Enchanted

Enchanted, by Alethea Kontis

I haven't been reading much YA lately but I'm glad I picked this one up.  It's like a game of "how many fairy tales can we cram into this story?"  and it's a good read.

Sunday Woodcutter has a large and talented family.  They eke out an existence at the edge of the Wood, relying on their talents and lots of hard work to survive.  Sunday is a dreamer, and she would write stories, except that when she writes something down, it comes true--badly.  So she only writes down the past.  And then one day she meets a talking frog and falls in love with him.

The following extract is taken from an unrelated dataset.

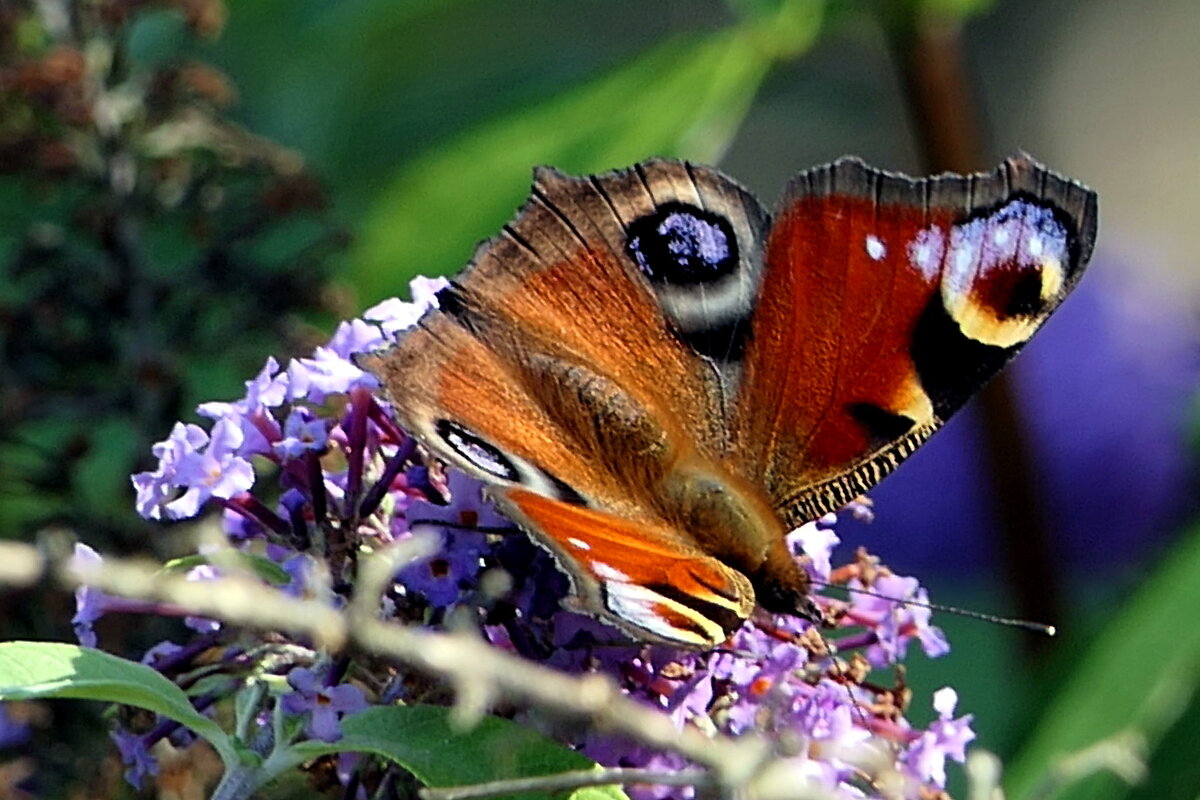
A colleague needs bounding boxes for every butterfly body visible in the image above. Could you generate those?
[364,157,1096,648]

Exciting, not too mushy, and a reasonable book to give to your younger teen while you try to stave off the Twilight phase.  Mind you it's not an amazingly original work that puts a new twist in the re-written fairy-tale genre, and of course it has a girl in a pretty ballgown on the cover (there are at least ballgowns in the story!)...but it's a perfectly good story that I enjoyed.




I would just like to note, though, that spindles aren't sharp.  Sunday learns to spin wool into gold on a "wickedly tipped spindle" and discusses the dangers with her brother.  But spindles aren't sharp.  In fact they must be perfectly smooth everywhere and rounded at the tip, so as not to catch the yarn.  That's why Sleeping Beauty's curse is so surprising; you can't prick your finger on a spindle.  It's impossible, like so many tasks in fairy tales.